Los paleoheterodontos aparecieron en el Ordovícico Medio y son básicamente paleozoicos, aunque tienen representantes actuales. Son equivalvos y de composición aragonítica; la charnela es de tipo disodonto.

Esta subclase contiene a los órdenes Unionoida (Devónico-actualidad) y Trigonioida (Ordovícico Medio?, Devónico-actualidad)

Heterdonta

Incluye veneroidos, myoidos e hippuritoidos, junto a otros grupos menores. La mayoría de ellos presentan charnelas heterodontas, caracterizadas por la clara separación entre dientes cardinales y laterales. El ligamento externo suele ser opistodético y muchos presentan lúnula y escudete bien diferenciados. Las formas actuales son eulamelibranquias. Su concha de calcita y aragonito presenta microestructura lamelar entrecruzada, compleja o prismática.

Es de especial interés paleontológico el orden Hippuritoida (Silúrico medio-Cretácico terminal) también conocidos como rudistas fueron bivalvos aberrantes de gruesas conchas y charnelas paquidontas, que vivieron en las plataformas carbonatadas de parte del Paleozoico y todo el Mesozoico.

Anomalodesmata

Los órdenes Modiomorphida (Cámbrico medio-Pérmico) y Pholadomyoida (Ordovícico medio-actualidad) constituyen esta subclase. Se trata de bivalvos infáunicos de conchas aragoníticas o calcíticas, equivalvas, algunos de cuyos grupos construyen tubos calcáreos adicionales. Presentan distintos hábitos de alimentación y habitan todas las profundidades marinas.

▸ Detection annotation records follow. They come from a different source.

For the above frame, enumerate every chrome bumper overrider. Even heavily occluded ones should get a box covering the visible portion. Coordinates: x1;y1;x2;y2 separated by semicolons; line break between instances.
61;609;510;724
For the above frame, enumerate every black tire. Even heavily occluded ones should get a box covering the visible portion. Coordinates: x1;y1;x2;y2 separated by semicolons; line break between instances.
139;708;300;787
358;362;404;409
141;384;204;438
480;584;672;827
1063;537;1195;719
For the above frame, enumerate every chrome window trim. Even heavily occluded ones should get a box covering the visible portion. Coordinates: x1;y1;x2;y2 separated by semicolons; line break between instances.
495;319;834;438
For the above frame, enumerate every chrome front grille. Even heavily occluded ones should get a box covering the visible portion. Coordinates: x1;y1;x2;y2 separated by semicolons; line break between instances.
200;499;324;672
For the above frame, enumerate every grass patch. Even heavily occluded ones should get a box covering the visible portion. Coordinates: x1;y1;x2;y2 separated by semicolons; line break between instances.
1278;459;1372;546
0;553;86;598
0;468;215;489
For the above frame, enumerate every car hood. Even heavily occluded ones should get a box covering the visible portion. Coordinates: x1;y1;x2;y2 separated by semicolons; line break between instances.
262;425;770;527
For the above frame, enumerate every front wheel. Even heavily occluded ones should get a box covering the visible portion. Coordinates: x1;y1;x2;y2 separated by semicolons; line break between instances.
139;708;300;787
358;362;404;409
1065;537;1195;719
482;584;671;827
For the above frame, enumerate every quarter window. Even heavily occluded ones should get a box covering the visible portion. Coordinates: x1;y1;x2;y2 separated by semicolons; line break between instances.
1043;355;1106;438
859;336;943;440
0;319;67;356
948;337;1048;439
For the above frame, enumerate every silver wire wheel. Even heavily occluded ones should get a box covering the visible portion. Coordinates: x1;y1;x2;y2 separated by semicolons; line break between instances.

Las aplicaciones geológicas de los bivalvos se ven favorecidas por la presencia habitual de este grupo en sedimentos de ambientes de plataforma, así como en estratos de medios acuáticos continentales. Su utilidad bioestratigráfica es significativa por lo que se refiere a grupos muy diversos. Así, por ejemplo:

  • Orden Pteroida: muchas especies poseen importancia biostratigráfica, como las de los géneros Bakevilla, Gervilla, Hornesia o Posidonia en el Triásico español, o los inocerámidos en el Jurásico y Cretácico.
  • Orden Unionoida: géneros como Antharacosia y Carbonicola habitaron los pantanos del Carbonífero y actualmente son importantes indicadores estratigráficos en los yacimientos de carbón. Los unionoidos postpaleozoicos, también exclusivos de aguas dulces, aparecieron en el Pérmico-Triásico y su interés biostratigráfico es menor.
  • Órdenes Trigonioida e Hippuritoida: son importantes indicadores biostratigráficos del Jurásico y el Cretácico.
  • Orden Pectinoida: son especialmente abundantes y diversos durante el Cenozoico. Se han utilizado para establecer escalas bioestratigráficas locales para medios marinos someros del Neógeno en numerosas cuencas sedimentarias.

En el análisis de cuencas, los bivalvos aportan información tafonómica y paleoecológica que permite la interpretación paleoambiental y la reconstrucción de la cuenca. Son numerosos los estudios realizados en este sentido, y las acumulaciones de bivalvos y las bioconstrucciones (bancos de ostras, “arrecifes” de rudistas) constituyen en especial fuentes fundamentales de información.

Por otra parte, el crecimiento periódico del esqueleto de los bivalvos representa un registro muy eficaz para la obtención de datos sobre temperatura de las aguas (esclerocronología). Si los estudios taxonómicos indican que las conchas no han sufrido alteración diagenética, el cálculo de la concentración de 18O en ellas, por ejemplo, proporciona valores muy ajustados de la temperatura a la cual se formó la capa calcítica de la concha, y la relación 13C/14C se utiliza como indicador de paleoproductividad. El crecimiento periódico permite constatar los cambios en estos y otros parámetros a lo largo de la vida del animal.